A hotel for healthcare workers in Girona

Many medical professionals living with at-risk people are lodging at Hotel Europa during the coronavirus crisis

A worker at the Hotel Europa cleans the coffee machine, as has become part of the routine while welcoming healthcare professionals during the Covid-19 pandemic (by Marina López)
A worker at the Hotel Europa cleans the coffee machine, as has become part of the routine while welcoming healthcare professionals during the Covid-19 pandemic (by Marina López) / ACN

ACN | Girona

May 15, 2020 12:19 PM

The Hotel Europa in Girona is one hotel that has stayed open during the state of alarm. But rather than tourists, healthcare professionals are lodged there as they work on the front lines of the coronavirus crisis, many of whom live with at-risk people and thus have to avoid going home. 

The protocol to follow is strict, involving constant disinfection and hand washing. When the rooms are cleaned, the bedding is directly quarantined. 

But the hotel has also become a haven and meeting place for those who, day after day, tackle the Covid-19 crisis face on. “Here you can vent and release yourself a little bit,” says Ariadna Soler, a nursing assistant. 

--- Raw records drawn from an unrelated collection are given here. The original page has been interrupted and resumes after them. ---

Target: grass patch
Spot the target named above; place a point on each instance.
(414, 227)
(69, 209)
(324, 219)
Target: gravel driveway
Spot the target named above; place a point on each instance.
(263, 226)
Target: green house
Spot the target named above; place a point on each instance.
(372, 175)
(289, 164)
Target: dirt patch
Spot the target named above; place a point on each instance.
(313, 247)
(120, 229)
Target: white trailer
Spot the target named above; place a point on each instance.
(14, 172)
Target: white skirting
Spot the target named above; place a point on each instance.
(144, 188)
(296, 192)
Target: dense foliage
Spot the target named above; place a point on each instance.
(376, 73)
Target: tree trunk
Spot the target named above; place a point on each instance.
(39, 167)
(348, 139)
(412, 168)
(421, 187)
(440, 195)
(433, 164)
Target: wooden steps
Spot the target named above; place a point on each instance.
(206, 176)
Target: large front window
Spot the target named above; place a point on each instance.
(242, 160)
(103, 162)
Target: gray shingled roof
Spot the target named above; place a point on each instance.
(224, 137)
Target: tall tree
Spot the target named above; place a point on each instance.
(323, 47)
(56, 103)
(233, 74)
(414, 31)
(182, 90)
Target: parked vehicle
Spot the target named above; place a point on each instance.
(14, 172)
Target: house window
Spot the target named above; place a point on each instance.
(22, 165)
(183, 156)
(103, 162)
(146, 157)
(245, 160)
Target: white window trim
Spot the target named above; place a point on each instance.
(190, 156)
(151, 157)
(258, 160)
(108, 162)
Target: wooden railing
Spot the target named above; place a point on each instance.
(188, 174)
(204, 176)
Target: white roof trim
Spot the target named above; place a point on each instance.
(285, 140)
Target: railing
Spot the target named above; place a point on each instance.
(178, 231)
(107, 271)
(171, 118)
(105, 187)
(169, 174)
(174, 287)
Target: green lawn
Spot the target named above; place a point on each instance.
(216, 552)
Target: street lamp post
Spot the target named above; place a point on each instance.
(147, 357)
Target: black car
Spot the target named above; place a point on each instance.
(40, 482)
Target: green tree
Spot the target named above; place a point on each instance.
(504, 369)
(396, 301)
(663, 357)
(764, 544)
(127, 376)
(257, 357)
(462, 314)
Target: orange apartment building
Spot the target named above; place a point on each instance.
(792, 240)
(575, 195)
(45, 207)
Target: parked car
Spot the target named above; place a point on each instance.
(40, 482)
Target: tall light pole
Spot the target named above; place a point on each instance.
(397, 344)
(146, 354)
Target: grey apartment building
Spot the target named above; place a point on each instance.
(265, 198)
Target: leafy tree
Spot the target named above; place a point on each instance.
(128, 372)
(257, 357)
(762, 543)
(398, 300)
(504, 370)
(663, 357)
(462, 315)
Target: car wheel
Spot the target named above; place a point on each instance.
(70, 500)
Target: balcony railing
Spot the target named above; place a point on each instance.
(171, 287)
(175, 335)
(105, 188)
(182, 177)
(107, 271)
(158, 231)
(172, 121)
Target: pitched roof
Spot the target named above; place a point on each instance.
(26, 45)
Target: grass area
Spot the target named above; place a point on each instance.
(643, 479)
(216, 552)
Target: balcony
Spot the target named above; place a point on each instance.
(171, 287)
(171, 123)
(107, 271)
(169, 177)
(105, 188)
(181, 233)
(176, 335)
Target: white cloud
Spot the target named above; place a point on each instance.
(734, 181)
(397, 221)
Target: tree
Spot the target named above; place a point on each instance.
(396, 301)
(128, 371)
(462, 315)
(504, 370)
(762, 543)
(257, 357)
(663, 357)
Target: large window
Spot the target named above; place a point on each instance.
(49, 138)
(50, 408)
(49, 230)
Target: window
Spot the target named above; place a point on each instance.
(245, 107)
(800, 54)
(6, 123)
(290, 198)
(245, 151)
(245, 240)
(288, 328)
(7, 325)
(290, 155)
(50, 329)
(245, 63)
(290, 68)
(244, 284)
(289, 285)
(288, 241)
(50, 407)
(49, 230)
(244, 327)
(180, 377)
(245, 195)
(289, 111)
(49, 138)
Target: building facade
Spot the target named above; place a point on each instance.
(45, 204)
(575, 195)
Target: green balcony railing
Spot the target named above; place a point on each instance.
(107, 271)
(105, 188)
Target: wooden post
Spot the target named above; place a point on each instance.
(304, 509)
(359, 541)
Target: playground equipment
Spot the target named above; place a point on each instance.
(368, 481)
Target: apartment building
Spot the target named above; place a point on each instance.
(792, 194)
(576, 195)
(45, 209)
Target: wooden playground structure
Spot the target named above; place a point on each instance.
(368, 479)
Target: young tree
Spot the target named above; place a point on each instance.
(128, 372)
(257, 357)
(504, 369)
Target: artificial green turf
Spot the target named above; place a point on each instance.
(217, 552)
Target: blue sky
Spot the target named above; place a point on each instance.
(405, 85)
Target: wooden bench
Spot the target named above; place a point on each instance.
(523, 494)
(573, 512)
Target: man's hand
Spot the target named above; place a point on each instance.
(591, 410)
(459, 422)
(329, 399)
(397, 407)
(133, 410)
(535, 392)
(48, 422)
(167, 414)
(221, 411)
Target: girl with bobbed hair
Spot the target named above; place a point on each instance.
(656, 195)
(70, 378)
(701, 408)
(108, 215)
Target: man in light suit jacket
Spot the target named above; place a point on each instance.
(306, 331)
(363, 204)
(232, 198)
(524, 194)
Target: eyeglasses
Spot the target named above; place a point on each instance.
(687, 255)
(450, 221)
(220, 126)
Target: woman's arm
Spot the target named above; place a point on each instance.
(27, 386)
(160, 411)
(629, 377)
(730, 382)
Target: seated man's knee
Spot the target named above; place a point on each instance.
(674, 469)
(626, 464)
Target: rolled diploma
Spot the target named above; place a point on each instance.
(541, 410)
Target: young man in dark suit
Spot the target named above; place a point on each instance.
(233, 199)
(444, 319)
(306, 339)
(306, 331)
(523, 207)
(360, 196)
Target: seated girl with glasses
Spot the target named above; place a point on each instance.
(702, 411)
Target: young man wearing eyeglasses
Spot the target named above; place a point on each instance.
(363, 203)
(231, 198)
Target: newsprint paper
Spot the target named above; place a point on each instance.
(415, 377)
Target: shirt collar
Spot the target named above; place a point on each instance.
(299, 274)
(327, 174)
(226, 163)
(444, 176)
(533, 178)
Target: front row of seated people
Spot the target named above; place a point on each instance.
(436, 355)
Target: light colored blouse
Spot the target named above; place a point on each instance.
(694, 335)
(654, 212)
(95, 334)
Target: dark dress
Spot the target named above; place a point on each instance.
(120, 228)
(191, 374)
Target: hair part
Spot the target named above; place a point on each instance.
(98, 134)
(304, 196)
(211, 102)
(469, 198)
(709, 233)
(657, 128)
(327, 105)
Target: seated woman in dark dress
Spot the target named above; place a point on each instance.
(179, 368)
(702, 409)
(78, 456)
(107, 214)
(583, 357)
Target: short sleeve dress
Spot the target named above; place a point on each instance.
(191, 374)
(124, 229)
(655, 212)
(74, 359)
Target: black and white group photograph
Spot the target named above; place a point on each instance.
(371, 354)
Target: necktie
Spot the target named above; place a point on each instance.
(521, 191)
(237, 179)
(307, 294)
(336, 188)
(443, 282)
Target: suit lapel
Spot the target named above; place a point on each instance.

Half a year ago, her father had a lung transplant and returned home a couple of months ago. The Covid-19 pandemic began while he was in the middle of his recovery.

“We both lived with a lot of anguish, because anything could make it worse very quickly,” Ariadna admits. “We tried not to coincide, but when you live in the same house it’s complicated,” she admits. 

She chose to go to an apartment and entered it on March 26, staying there for a month before she was told to leave “because it was too expensive." She’s been staying at the Europa Hotel ever since.

Safety distances kept

Hotel Europa is now at 100% occupancy, especially after tourist apartments have not been open to the healthcare workers, which some have criticized. In the hotels, however, there is uncertainty about when the Catalan government will pay the expenses.

During meal times, disposable cutlery and glasses are used and everything on the buffet is packaged. The healthcare workers eat separately, keeping safety distances between one another. Every time someone leaves the area, both their table and the chair are disinfected.

"Some people ask us how we had the courage to accept the proposal [to stay open], but from the first moment we were clear; [the healthcare workers] is a group that fights for us and they need us," explains the owner of the hotel, Josep Carreras, in an interview with ACN.

Of course, the protocols to ensure security measures are strict. "They have made us change our way of working in a remarkable way; but now we have been applying them for five weeks and they are part of our routine," says Carreras.

The hotel owner emphasizes too that the first to set an example of cleanliness are the health professionals themselves. “No one is more aware than them, and we will never meet such clean customers,” says the owner of Europe. 

"This is not over"

Joel Margalef is one of the guests staying at the hotel during the public health crisis. Margalef is 20 years old, from Lloret de Mar, and works as a nursing assistant in the pediatric ICU of the Josep Trueta Hospital in Girona. 

He lives with his mother and explains that the first few days of confinement were very difficult because his grandmother, 76, also went to live with them. 

“I was going home with a mask and gloves on and didn’t want us to coincide,” he says about his grandmother, who is aware she is in a risky group.

He asked for alternative accommodation and was given an apartment, but a week ago he was told he had to leave because "they needed to open up." Thanks to his hospital colleagues, he found a room in the Hotel Europa, where he entered on Monday.

Margalef explains that he is grateful to have been able to stay in an apartment, but also admits that he was disappointed. “I felt like they had [let me stay there] to look good for a while, because this is not over,” he comments, referring to the pandemic. 

Personally, he admits there are difficult moments. "I haven't been home in a month and a half; when you're alone, your head turns and you try not to think about it because otherwise it's very hard," he says.